The " in the replacement should make sure that double-quotes don't get included as part of a match. Are those actually end-double-quotes or something?

Code: Select all

http://example.com” onlick=”alert(document.cookie)

It is a example for an cross-site-script, which should not be converted in the full length for security reasons. But I see other clickable-makers, which can make the cut before the ”.

But it seems not to be so important, because this should only be happend, when someone wants to inject evil code and it is important to make a cut in the url, and not important to make a good and clickable url out of this.

judebert · Post by **judebert** » Thu Sep 07, 2006 8:07 pm

I'm all too glad to let the weird quotes go for now.

The (^|\s) is supposed to mean "start of the line or whitespace". I'm glad everything is working, of course, but I'll have to meditate on this for a while and see if I can grok what happened.

stm999999999 · Post by **stm999999999** » Thu Sep 07, 2006 9:06 pm

whats about things like "bla bla (www.bla.example)"?

But, as I said, the code above will work for this - only the ”-problem is still alive

judebert · Post by **judebert** » Fri Sep 08, 2006 3:55 pm

That should be handled by the third one, "something not in this set of characters, then www.whatever".

Are those quotes anything other than the standard double-quotes? In the forum entry, they appear to be ending-quotations.

stm999999999 · Post by **stm999999999** » Fri Sep 08, 2006 6:26 pm

That should be handled by the third one, "something not in this set of characters, then www.whatever".

Do you mean this?

Code: Select all

"/([^]_a-z0-9-=\"'\/])(www\.[^ \r\n\(\)\^\$!`\"'\|\[\]\{\}<>]*)/si"

This will work, I know. But this is added by me, bacause

Code: Select all

  "/(^|\s)(www\.[^ \r\n\(\)\^\$!`\"'\|\[\]\{\}<>]*)/si"

only did not work to me.

Are those quotes anything other than the standard double-quotes? In the forum entry, they appear to be ending-quotations.

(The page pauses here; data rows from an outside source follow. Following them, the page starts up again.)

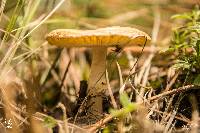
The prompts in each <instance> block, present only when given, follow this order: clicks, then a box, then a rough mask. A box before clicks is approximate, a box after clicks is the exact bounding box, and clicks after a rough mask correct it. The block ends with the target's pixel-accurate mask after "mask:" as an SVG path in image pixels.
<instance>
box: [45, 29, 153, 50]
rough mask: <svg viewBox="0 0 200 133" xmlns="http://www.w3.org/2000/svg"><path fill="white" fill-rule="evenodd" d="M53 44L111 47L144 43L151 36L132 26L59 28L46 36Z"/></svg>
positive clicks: (88, 46) (55, 44) (50, 32)
mask: <svg viewBox="0 0 200 133" xmlns="http://www.w3.org/2000/svg"><path fill="white" fill-rule="evenodd" d="M46 39H47V41H48V42H49V43H50V44H52V45H57V46H61V47H99V46H104V47H111V46H116V45H118V46H120V47H124V46H131V45H144V44H145V43H147V44H148V43H149V42H150V40H151V38H150V37H149V35H148V34H146V33H145V32H143V31H140V30H138V29H135V28H130V27H119V26H113V27H106V28H99V29H96V30H76V29H58V30H54V31H52V32H50V33H49V34H48V35H47V36H46Z"/></svg>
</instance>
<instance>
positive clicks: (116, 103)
mask: <svg viewBox="0 0 200 133" xmlns="http://www.w3.org/2000/svg"><path fill="white" fill-rule="evenodd" d="M106 82H107V87H108V92H109V95H110V99H111V103H112V106H113V107H114V108H115V109H117V103H116V101H115V98H114V96H113V92H112V89H111V87H110V83H109V79H108V71H107V69H106Z"/></svg>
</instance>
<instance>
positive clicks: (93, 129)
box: [85, 85, 200, 132]
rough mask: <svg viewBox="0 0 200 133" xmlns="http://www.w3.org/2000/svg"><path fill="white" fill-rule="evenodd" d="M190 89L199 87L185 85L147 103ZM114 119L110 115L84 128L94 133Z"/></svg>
mask: <svg viewBox="0 0 200 133" xmlns="http://www.w3.org/2000/svg"><path fill="white" fill-rule="evenodd" d="M192 89H200V86H197V85H186V86H183V87H179V88H178V89H173V90H171V91H167V92H164V93H162V94H159V95H156V96H153V97H151V98H148V99H147V101H148V102H151V101H154V100H157V99H159V98H161V97H162V98H163V97H166V96H169V95H173V94H179V93H182V92H185V91H188V90H192ZM143 103H144V101H142V102H140V103H138V105H141V104H143ZM122 109H123V108H122ZM114 118H115V117H114V116H112V115H107V116H106V117H105V118H103V119H101V120H100V121H98V122H97V123H95V124H93V125H90V126H86V127H85V128H86V129H89V130H90V131H91V132H92V131H96V130H97V129H98V128H100V127H101V126H103V125H105V124H106V123H108V122H109V121H111V120H113V119H114Z"/></svg>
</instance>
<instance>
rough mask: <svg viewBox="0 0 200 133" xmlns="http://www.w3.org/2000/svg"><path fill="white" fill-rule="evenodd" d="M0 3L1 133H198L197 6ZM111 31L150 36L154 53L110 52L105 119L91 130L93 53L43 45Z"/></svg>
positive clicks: (84, 3) (93, 122)
mask: <svg viewBox="0 0 200 133" xmlns="http://www.w3.org/2000/svg"><path fill="white" fill-rule="evenodd" d="M0 3H1V5H0V23H1V24H0V27H1V28H0V31H1V32H0V36H1V44H0V59H1V60H0V70H1V71H0V122H1V123H0V132H1V133H7V132H10V133H21V132H33V133H44V132H45V133H51V132H55V133H57V132H59V133H69V132H70V133H71V132H77V133H79V132H81V133H82V132H104V133H107V132H121V133H122V132H136V133H162V132H163V133H168V132H172V133H173V132H177V133H179V132H180V133H198V132H199V131H200V129H199V103H200V101H199V97H200V96H199V95H200V91H199V88H200V86H199V80H200V78H199V77H200V76H199V74H200V72H199V68H200V67H199V64H198V61H199V60H198V59H199V58H198V57H199V54H198V52H199V51H198V49H199V45H200V43H199V37H200V32H199V29H200V28H199V26H200V24H199V23H200V19H199V18H200V13H199V12H200V11H199V8H197V6H198V5H200V3H199V1H198V0H190V1H189V0H162V1H161V0H160V1H159V0H154V1H151V0H141V1H137V0H101V1H99V0H71V1H70V0H17V1H13V0H1V2H0ZM195 6H196V9H195ZM194 10H196V11H197V12H198V13H197V14H196V16H197V17H196V18H197V19H196V20H195V21H194V19H195V17H192V23H190V21H189V22H188V20H187V19H188V16H187V15H189V16H192V12H194ZM185 12H187V13H191V14H186V16H185V18H186V20H185V18H184V17H183V18H184V19H171V16H173V15H176V14H183V13H185ZM198 15H199V18H198ZM193 16H194V13H193ZM189 20H190V19H189ZM116 25H119V26H128V27H135V28H138V29H140V30H143V31H145V32H147V33H148V34H149V35H150V36H151V38H152V41H151V45H149V46H145V47H139V46H134V47H126V48H122V49H119V48H115V47H113V48H109V49H108V55H107V67H106V68H107V71H106V82H107V90H106V92H105V93H104V94H103V95H102V98H103V113H98V112H96V113H95V115H94V116H93V117H94V118H95V120H93V121H91V120H90V119H88V117H87V114H89V113H90V112H89V110H88V108H89V107H88V105H87V106H86V104H85V102H86V101H87V100H88V97H87V94H86V91H87V81H88V78H89V73H90V65H91V51H90V49H87V48H57V47H55V46H51V45H49V44H48V43H47V41H46V40H45V36H46V34H47V33H49V32H50V31H52V30H54V29H59V28H62V29H64V28H66V29H67V28H72V29H96V28H100V27H107V26H116ZM182 26H183V27H182ZM191 26H193V30H191V31H190V29H191ZM194 26H196V27H194ZM180 27H181V28H180ZM188 27H189V28H188ZM175 28H176V30H175ZM177 28H178V29H177ZM179 29H183V30H179ZM193 31H195V32H193ZM175 32H176V33H177V34H176V35H177V36H176V37H182V40H181V39H180V40H181V41H180V42H178V41H177V38H176V37H174V33H175ZM185 32H187V33H185ZM183 33H184V34H183ZM196 33H197V34H196ZM184 35H185V36H184ZM188 36H189V37H188ZM195 39H196V41H194V40H195ZM187 44H190V45H187ZM180 45H181V46H180ZM173 46H177V47H175V48H174V47H173ZM178 46H180V47H178ZM168 48H170V49H168ZM172 48H173V50H172ZM166 50H167V51H166ZM190 57H192V58H190ZM177 59H178V61H179V62H178V63H179V65H177ZM181 61H182V62H181ZM187 61H188V62H187ZM181 63H182V64H181ZM190 64H192V65H190ZM175 65H176V68H175V67H174V66H175ZM177 66H178V67H177ZM91 115H92V114H91Z"/></svg>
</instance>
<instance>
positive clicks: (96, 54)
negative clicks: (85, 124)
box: [88, 47, 107, 117]
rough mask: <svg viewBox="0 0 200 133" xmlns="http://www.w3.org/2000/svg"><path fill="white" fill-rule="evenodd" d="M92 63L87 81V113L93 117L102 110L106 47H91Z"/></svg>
mask: <svg viewBox="0 0 200 133" xmlns="http://www.w3.org/2000/svg"><path fill="white" fill-rule="evenodd" d="M92 54H93V58H92V65H91V72H90V76H89V81H88V94H89V96H91V98H90V99H89V101H88V106H89V107H90V108H89V113H91V115H92V116H93V115H94V117H96V116H98V115H99V114H101V113H102V112H103V108H102V101H103V99H102V92H104V91H105V89H106V87H107V86H106V78H105V70H106V55H107V47H103V48H102V47H101V48H100V47H95V48H93V49H92Z"/></svg>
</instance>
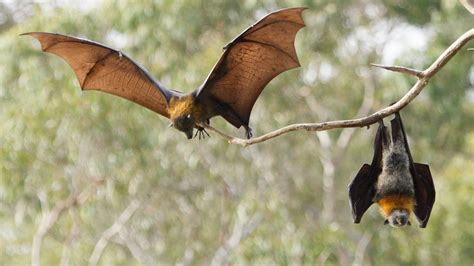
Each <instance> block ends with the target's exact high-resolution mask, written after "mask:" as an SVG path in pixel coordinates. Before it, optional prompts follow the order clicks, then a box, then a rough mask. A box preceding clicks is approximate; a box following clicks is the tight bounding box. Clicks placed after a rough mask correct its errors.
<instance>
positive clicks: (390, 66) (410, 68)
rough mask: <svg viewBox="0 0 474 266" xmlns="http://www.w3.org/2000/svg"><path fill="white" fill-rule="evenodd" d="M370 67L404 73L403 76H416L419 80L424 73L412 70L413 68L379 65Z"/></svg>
mask: <svg viewBox="0 0 474 266" xmlns="http://www.w3.org/2000/svg"><path fill="white" fill-rule="evenodd" d="M370 65H371V66H373V67H379V68H383V69H386V70H390V71H393V72H399V73H403V74H408V75H412V76H415V77H417V78H422V77H423V72H422V71H419V70H416V69H412V68H408V67H402V66H386V65H379V64H370Z"/></svg>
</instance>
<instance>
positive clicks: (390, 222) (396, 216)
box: [384, 209, 411, 227]
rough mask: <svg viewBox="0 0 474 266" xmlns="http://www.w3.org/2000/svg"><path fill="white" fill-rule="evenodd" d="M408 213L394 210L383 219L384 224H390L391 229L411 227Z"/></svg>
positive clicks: (401, 211) (405, 209)
mask: <svg viewBox="0 0 474 266" xmlns="http://www.w3.org/2000/svg"><path fill="white" fill-rule="evenodd" d="M409 218H410V212H409V211H408V210H406V209H395V210H393V211H392V213H390V215H389V216H388V217H387V218H386V219H385V222H384V224H390V226H392V227H404V226H406V225H411V223H410V220H409Z"/></svg>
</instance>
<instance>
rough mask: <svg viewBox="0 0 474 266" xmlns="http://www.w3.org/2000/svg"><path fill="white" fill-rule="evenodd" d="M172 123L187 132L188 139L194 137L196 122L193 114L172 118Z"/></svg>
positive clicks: (175, 125) (177, 129) (172, 125)
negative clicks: (192, 116)
mask: <svg viewBox="0 0 474 266" xmlns="http://www.w3.org/2000/svg"><path fill="white" fill-rule="evenodd" d="M171 125H172V126H173V127H174V128H176V129H177V130H179V131H181V132H183V133H184V134H186V137H187V138H188V139H192V138H193V131H194V126H195V125H196V122H195V121H194V118H193V117H192V116H191V114H184V115H181V116H178V117H176V118H175V119H172V120H171Z"/></svg>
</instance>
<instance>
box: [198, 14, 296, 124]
mask: <svg viewBox="0 0 474 266" xmlns="http://www.w3.org/2000/svg"><path fill="white" fill-rule="evenodd" d="M303 10H305V8H288V9H283V10H279V11H276V12H273V13H271V14H269V15H267V16H266V17H264V18H262V19H261V20H260V21H258V22H257V23H256V24H254V25H252V26H250V27H249V28H248V29H246V30H245V31H244V32H243V33H241V34H240V35H239V36H237V37H236V38H235V39H234V40H233V41H232V42H230V43H229V44H228V45H227V46H226V47H224V49H225V51H224V54H223V55H222V57H221V59H220V60H219V61H218V62H217V63H216V65H215V66H214V68H213V70H212V71H211V73H210V74H209V76H208V77H207V79H206V81H205V82H204V84H203V85H202V87H201V88H200V89H199V91H198V92H197V96H198V97H212V98H214V99H216V100H217V101H219V102H220V103H223V104H224V106H226V107H230V108H231V111H233V112H234V113H235V115H237V116H238V118H239V119H238V120H240V121H237V120H236V119H232V117H229V116H226V115H225V114H223V117H224V118H225V119H226V120H227V121H229V122H230V123H231V124H233V125H234V126H236V127H240V126H241V125H248V122H249V118H250V112H251V111H252V107H253V105H254V103H255V101H256V100H257V98H258V96H259V95H260V93H261V92H262V90H263V88H264V87H265V86H266V85H267V84H268V82H270V80H272V79H273V78H274V77H276V76H277V75H278V74H280V73H282V72H284V71H286V70H289V69H292V68H296V67H298V66H300V64H299V61H298V57H297V55H296V50H295V46H294V41H295V36H296V33H297V32H298V30H300V29H301V28H302V27H304V26H305V25H304V21H303V19H302V17H301V13H302V11H303ZM242 123H244V124H242Z"/></svg>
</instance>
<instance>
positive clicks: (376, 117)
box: [202, 28, 474, 147]
mask: <svg viewBox="0 0 474 266" xmlns="http://www.w3.org/2000/svg"><path fill="white" fill-rule="evenodd" d="M473 38H474V28H473V29H470V30H469V31H467V32H466V33H464V34H463V35H462V36H461V37H459V38H458V39H457V40H456V41H455V42H454V43H453V44H451V45H450V46H449V47H448V48H447V49H446V50H445V51H444V52H443V53H442V54H441V55H440V56H439V57H438V59H436V61H435V62H434V63H433V64H432V65H431V66H429V67H428V68H427V69H426V70H424V71H422V72H421V73H422V74H420V76H421V77H418V76H417V77H418V80H417V82H416V83H415V84H414V85H413V87H412V88H411V89H410V90H409V91H408V92H407V93H406V94H405V95H404V96H403V97H402V98H401V99H400V100H398V101H397V102H396V103H395V104H393V105H391V106H389V107H386V108H383V109H381V110H379V111H377V112H375V113H373V114H371V115H368V116H365V117H362V118H356V119H349V120H336V121H328V122H321V123H301V124H293V125H289V126H286V127H283V128H280V129H277V130H275V131H272V132H270V133H267V134H265V135H262V136H259V137H256V138H253V139H248V140H247V139H241V138H236V137H232V136H229V135H227V134H225V133H223V132H221V131H219V130H217V129H215V128H213V127H211V126H209V125H205V124H203V125H202V126H203V127H204V128H206V129H208V130H210V131H213V132H215V133H217V134H218V135H220V136H221V137H222V138H224V139H226V140H227V141H228V142H229V143H231V144H237V145H240V146H243V147H247V146H250V145H254V144H257V143H261V142H264V141H267V140H269V139H273V138H276V137H278V136H281V135H284V134H287V133H289V132H292V131H297V130H306V131H324V130H330V129H335V128H348V127H364V126H370V125H372V124H374V123H377V121H379V120H381V119H383V118H385V117H387V116H389V115H391V114H393V113H395V112H398V111H400V110H401V109H402V108H404V107H405V106H407V105H408V104H409V103H410V102H411V101H413V99H415V98H416V97H417V96H418V94H420V92H421V91H422V90H423V89H424V88H425V87H426V85H427V84H428V82H429V80H430V78H431V77H433V76H434V75H435V74H436V73H437V72H438V71H439V70H440V69H441V68H442V67H443V66H444V65H445V64H446V63H447V62H448V61H449V60H450V59H451V58H452V57H453V56H454V55H455V54H456V53H457V52H458V51H459V50H460V49H461V48H462V47H463V46H464V45H465V44H466V43H468V42H469V41H470V40H472V39H473ZM405 69H406V68H405ZM399 72H400V71H399ZM404 73H407V72H404ZM413 73H414V72H413Z"/></svg>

In the XSS-example? I do not know what they are. It is just copy&paste from garvin:
http://www.s9y.org/forums/viewtopic.php?p=36950#36818

judebert · Post by **judebert** » Fri Sep 08, 2006 8:39 pm

Okay. I went to the German discussion, and tried the URLs in the WordPress demo at OpenSourceCMS. Two of them are invalid, because they contain characters not allowed in URLs: quotes and umlauts. These were converted up to the invalid character, as expected.

To match more of the URL, including invalid characters, would require something additional, like converting them from UTF-8 to ASCII. As an ignorant American, I'm afraid I don't have much experience along those lines. (I speak a little Spanish, but not enough to ask for a quarter-pound of garlic salami in Ecuador. Different story.)

To match and repair invalid URLs involving styles, targets, and onclicks, well... that'd take one heck of a regexp string. You could add something to just remove them, like this:

Code: Select all

/(style|onclick|target)\s*=\s*"[^"]*"/

And make it's replacement string the empty string. That should remove all such garbage. (It says, "style=, onclick=, or target=", where spaces are unimportant, followed by a quoted string whose contents don't include quotes." But you probably knew that already.)

As to the (^|\s), well, I'm still meditating on that. It should match start of line or whitespace, as far as I can tell.